Once it comes across this odorant,
the brain cell fires what we call a spike. You can pick up this spike,
and you know that the chemical is there. What if we can highjack this
and put it on devices? That's what we set out to do: take the processing power of a bee,
put in on a drone. That form factor alone
opens up new markets, new applications. And, most importantly,
it does so in a parsimonious way, in a simple way,
and in an energy-efficient way. Which means you don't have
to sacrifice computation at the altar of consuming so much energy. So, we put this to test. You see a drone? This drone is being powered
by live biological neurons. It has a sweep stage, a seek stage, and it's able to go to a chemical target using biological neurons. Now, what else can you do with this, apart from being able to detect materials? The dragonfly, with just 16 neurons, – 16 neurons! – achieves more freedom of flight than any plane ever built by man. If you combine
these two technologies together, you can do sensing on one side,
you can do control on the other hand, and that leads to computation, context-aware computation on devices, done with hardware that is
no more than the size of your thumb.

The future of robotics
is going to depend on this, because it's a particular application
that requires a small area, minimal consumption and cognition. So if you think you've seen
any dated deluge today, wait until ten years time.
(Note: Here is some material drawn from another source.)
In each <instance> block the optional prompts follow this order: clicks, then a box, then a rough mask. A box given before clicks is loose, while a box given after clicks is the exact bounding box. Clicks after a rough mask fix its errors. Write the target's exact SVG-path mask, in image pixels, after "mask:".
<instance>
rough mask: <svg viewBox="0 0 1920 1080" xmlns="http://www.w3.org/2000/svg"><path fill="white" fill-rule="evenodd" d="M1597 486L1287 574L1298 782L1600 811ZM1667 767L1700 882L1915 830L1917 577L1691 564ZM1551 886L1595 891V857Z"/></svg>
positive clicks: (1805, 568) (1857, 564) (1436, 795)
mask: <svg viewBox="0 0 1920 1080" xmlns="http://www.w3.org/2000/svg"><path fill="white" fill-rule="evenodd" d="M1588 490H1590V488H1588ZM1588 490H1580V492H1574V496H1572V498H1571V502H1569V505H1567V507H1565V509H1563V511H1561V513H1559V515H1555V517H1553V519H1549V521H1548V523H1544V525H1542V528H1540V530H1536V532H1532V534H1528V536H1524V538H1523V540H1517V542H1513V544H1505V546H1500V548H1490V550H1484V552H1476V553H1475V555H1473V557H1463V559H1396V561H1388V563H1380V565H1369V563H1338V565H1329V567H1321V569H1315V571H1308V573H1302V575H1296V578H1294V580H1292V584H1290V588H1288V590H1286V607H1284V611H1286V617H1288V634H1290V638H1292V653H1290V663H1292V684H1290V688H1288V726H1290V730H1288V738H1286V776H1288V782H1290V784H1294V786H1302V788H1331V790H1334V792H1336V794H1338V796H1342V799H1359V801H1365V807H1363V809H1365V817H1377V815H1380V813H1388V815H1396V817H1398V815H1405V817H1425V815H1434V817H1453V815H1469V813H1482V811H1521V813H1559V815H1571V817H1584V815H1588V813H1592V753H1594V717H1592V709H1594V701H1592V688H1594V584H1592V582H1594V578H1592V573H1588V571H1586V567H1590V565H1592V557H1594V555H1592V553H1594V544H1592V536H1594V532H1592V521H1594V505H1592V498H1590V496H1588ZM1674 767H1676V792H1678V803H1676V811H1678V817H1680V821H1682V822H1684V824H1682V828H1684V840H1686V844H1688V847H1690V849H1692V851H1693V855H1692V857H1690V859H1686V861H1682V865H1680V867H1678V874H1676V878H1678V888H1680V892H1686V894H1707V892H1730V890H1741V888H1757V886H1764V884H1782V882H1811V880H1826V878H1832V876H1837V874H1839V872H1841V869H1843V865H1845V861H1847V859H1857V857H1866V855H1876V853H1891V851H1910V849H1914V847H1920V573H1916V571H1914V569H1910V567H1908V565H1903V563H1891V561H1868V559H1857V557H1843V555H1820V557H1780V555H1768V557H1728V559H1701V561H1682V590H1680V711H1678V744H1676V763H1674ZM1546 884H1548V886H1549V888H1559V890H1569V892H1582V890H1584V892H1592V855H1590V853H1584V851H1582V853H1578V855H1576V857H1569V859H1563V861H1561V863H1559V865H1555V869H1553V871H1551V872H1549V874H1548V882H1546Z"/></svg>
How are we going to power that
for everybody not for a selected few? Biology as technology
is the answer to that. Scientists are not stopping at this. With a single DNA strand
you can store several, several gigabytes of data. You can sequence the DNA
and code information into it. And the best part,
you can store it for thousands of years. In comparison to current systems,
which you have to change every five years, that is parsimonious consumption. That will last for thousands of years. This is not science fiction. George Church at Harvard
has already done this. Also, building with biology, in San Francisco today, people can build houses with mushrooms. That tells you not to smoke
in those houses. (Laughter) After you're done with the house,
it decomposes on its own. There is no greater urgency than for us
to start building with biology.

But we feel that the barrier to this is
that we don't see biology as technology. To see that, every time
you see a biological system, imagine solving
that same problem with machines. Then, you'll realize
how powerful biology is. I want all of you to walk out of here
with this mindset: efficient, powerful technology
without waste. Because I am fundamentally optimistic
about our future that we do not have to sacrifice
technological progress for the sake of the environment
or of consumption. It is possible to do sensible consumption. And biology being technology
is a core part of that. And that is where I feel you can help, to support this effort that more companies or more people begin to build
with biology from scratch. Thank you. (Applause).